When Annis returned within she had regained some of her poise.
“I dug a hole in the stream bed” she told Gyrfalon “to purify that thing with running water.”
They did so, Gyrfalon holding the dessicated skull from him at arm’s length in repugnance; then returning for the body, that he nailed by the wrist bones into the soft rock.
Annis ran to him when it was done and took his hands.
“Has he harmed you?” she demanded.
“No,” he said, and firmly disengaged his hands. “To horse; we should return as fast as we may.”
The ride back to the castle was accomplished in silence. As they neared the walls Gyrfalon spoke.
“Maybe your God is not so weak as I have thought him.”
“Maybe, my lord, you are not aware that he belongs to you too,” said Annis quietly.
Gyrfalon snorted.
“You are both disobedient wenches,” he changed the subject “Extra sword practice for both of you. You will learn that long handled crucibles are not generally accepted weapon’s of war.” He put heel to Nightmare’s flank’s and rode ahead to the castle gates, ignoring Annis’ reproachful comment,
“Nor too is magic an accepted weapon of war, and I thought but to fight magic with magic!”
“He ain’t listening,” said Elissa.
Annis screwed up her face in a horrible grimace and startled the gate guard that she was gurning and sticking out her tongue at the warlord.
“Did that make you feel better, brat?” said Gyrfalon without looking back.
“Yes, thank you my lord,” said Annis.
“He can see out of the back of his head?” Elissa whispered.
“He guessed, silly; he know me too well,” said Annis.
Gyrfalon grunted something that, were he still not so unsettled, would have been akin to a laugh; for Annis was ever pragmatic.
Chapter 7
Gyrfalon brooded all night on the extrao
rdinary events of the evening. He thought hard about the way Alys’s cross had seemed to fill with fire as she cursed him, fire that recalled to him the burning beam which had fallen on him as he dragged his lieutenant from the house where the barbarians had trapped them. It dazzled and provoked the same fear and pain when Falk wore it, in memory of Alys, to taunt him whenever they met and fought, neither able to achieve ascendancy over the other. He considered how Annis looked so like – yet so unlike – his dead betrothed. He acknowledged that the incident had frightened him; not merely the fear of the magic of the undead necromancer, but perhaps fear as well of the power that Annis seemed to wield.
At first light the warlord summoned Annis. She was prompt; she had not slept either, but had spent most of the night praying in the castle chapel. Elissa had got quietly drunk outside the chapel door.
Annis came into Gyrfalon’s chamber with her light tread and ran to his chair and knelt beside it burying her face against his leg.

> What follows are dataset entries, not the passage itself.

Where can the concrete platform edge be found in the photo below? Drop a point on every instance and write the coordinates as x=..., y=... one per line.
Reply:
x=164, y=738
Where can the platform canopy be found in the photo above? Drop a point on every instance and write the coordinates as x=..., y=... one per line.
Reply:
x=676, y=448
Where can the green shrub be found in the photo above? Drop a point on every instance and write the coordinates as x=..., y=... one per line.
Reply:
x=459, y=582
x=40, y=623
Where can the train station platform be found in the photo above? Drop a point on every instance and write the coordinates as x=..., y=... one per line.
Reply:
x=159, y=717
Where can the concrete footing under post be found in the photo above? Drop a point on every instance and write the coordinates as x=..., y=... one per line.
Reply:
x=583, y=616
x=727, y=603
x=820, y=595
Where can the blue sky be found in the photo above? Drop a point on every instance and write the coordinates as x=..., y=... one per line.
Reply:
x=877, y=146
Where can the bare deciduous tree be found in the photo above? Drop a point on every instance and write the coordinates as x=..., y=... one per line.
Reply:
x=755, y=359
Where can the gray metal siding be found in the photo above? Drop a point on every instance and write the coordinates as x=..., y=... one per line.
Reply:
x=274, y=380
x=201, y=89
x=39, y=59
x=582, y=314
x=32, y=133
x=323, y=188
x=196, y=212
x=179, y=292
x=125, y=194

“Please tell me you were scared too, my lord,” she begged, “then I won’t feel such an awful coward. We talked about it so calmly while it was happening but I cannot get the horror from in front of mine eyes!”

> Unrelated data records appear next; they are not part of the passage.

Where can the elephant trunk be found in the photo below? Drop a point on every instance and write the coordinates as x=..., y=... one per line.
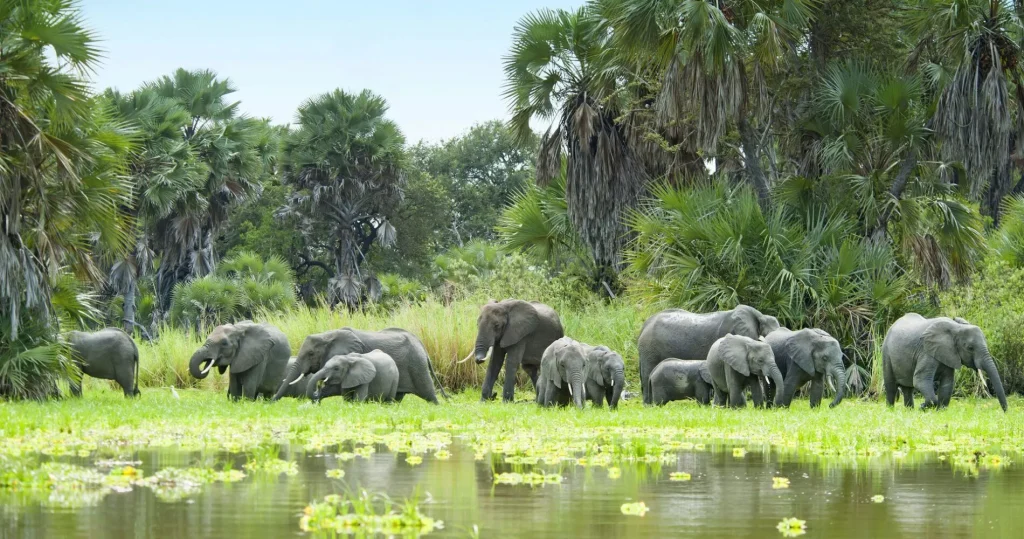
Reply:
x=839, y=374
x=617, y=386
x=200, y=358
x=776, y=378
x=988, y=365
x=292, y=376
x=312, y=386
x=577, y=388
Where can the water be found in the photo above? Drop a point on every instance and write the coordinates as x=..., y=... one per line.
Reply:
x=726, y=497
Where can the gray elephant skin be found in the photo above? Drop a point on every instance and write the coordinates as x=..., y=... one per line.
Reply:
x=736, y=363
x=922, y=354
x=680, y=379
x=561, y=378
x=806, y=356
x=357, y=377
x=678, y=333
x=109, y=354
x=513, y=333
x=605, y=377
x=255, y=355
x=416, y=374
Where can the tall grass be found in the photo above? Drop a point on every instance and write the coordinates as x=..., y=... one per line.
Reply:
x=448, y=331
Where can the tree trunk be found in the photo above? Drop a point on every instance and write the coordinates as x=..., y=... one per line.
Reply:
x=752, y=164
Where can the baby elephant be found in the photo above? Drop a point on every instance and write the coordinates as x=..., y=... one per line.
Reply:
x=604, y=376
x=356, y=377
x=109, y=354
x=678, y=379
x=735, y=363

The heavy lines running down his face softened slightly.
“Oh yes, girl; I was scared,” he admitted quietly “Magic is a frightening business to those of us who cannot use it.”
She shuddered.
“I suppose there must be white witches, but creatures like that…” she left the sentence unfinished and leaned against him closer. “Some have said I use magic when I heal, but … I could not imagine using it save when concentrating on helping others.”

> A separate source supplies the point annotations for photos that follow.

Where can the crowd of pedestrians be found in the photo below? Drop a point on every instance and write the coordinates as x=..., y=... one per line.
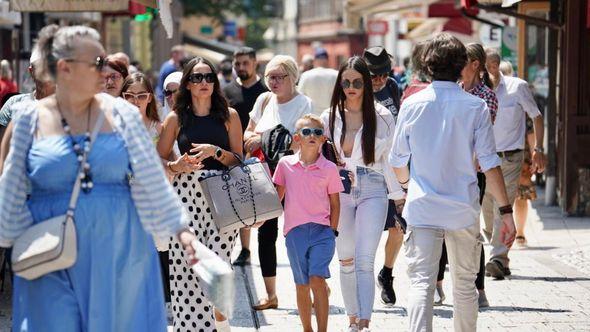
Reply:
x=358, y=156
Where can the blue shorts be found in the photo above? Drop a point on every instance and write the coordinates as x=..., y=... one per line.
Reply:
x=310, y=248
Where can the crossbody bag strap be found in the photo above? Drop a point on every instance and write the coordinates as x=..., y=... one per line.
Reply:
x=78, y=182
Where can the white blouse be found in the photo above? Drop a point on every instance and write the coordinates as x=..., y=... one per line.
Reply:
x=383, y=142
x=274, y=113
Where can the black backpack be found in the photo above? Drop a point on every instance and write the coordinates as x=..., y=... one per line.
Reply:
x=276, y=143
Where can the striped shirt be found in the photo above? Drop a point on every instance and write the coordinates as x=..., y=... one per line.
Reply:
x=488, y=95
x=158, y=207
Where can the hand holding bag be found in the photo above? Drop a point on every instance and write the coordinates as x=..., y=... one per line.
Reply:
x=50, y=245
x=241, y=196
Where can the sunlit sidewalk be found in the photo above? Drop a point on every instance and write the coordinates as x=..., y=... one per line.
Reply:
x=549, y=289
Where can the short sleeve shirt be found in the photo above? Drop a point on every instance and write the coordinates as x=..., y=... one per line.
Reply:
x=307, y=190
x=274, y=113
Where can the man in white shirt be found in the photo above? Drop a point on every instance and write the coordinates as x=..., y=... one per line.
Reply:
x=442, y=128
x=318, y=83
x=515, y=102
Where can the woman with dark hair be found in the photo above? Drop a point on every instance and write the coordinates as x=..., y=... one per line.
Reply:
x=116, y=72
x=475, y=80
x=208, y=133
x=138, y=90
x=362, y=132
x=114, y=284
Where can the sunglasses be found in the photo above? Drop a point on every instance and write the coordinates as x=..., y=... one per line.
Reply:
x=140, y=96
x=99, y=63
x=276, y=78
x=309, y=131
x=169, y=93
x=113, y=76
x=356, y=84
x=198, y=78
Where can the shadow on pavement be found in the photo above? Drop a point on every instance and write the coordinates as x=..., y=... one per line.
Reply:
x=549, y=279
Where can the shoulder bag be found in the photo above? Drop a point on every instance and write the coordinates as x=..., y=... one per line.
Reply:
x=50, y=245
x=241, y=195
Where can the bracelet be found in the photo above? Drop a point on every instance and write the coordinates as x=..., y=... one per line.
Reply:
x=169, y=165
x=506, y=209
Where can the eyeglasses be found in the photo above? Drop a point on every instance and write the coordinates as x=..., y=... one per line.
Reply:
x=373, y=77
x=276, y=78
x=198, y=78
x=169, y=93
x=309, y=131
x=99, y=63
x=113, y=77
x=356, y=84
x=139, y=97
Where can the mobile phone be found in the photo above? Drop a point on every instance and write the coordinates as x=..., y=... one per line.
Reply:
x=345, y=177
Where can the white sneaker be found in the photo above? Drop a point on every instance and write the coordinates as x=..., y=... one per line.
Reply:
x=223, y=326
x=353, y=328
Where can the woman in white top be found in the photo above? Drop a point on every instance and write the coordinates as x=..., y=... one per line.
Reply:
x=362, y=132
x=138, y=90
x=282, y=105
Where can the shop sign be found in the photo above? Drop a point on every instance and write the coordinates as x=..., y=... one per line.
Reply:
x=378, y=28
x=69, y=5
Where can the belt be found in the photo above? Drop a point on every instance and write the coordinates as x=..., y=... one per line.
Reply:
x=504, y=154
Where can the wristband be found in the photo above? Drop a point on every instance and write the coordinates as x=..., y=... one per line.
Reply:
x=506, y=209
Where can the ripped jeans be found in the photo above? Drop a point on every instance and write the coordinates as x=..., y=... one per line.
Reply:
x=362, y=218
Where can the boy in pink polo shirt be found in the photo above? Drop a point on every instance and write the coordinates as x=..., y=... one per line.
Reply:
x=310, y=184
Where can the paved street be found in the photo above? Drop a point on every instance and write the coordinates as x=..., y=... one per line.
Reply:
x=548, y=291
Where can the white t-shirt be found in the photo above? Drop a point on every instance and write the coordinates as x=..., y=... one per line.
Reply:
x=274, y=113
x=318, y=84
x=514, y=100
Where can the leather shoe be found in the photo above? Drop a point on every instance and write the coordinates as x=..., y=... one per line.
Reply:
x=267, y=304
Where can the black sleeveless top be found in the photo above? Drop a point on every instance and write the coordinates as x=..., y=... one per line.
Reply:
x=203, y=130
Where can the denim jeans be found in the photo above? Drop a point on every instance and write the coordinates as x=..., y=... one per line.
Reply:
x=362, y=218
x=423, y=247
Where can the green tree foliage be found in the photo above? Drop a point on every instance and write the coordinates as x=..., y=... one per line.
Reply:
x=258, y=13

He touched her head lightly and came close to caressing her pale locks. She was frightened and had come to him for reassurance; and that had been why she had taken his hands the night before. She was not about to threaten him with a power that she even seemed unaware of. She still called him ‘my lord’; though she had been free enough with his name when she was so shocked about the adulterated salve. The girl had disobeyed him …no she had not, he had said he would take no escort; she had not been forbidden exactly. And she had doubtless talked Elissa into following a vow to the letter, to not let her out of her sight or near the troops. Little sophist! And she had courage and fortitude.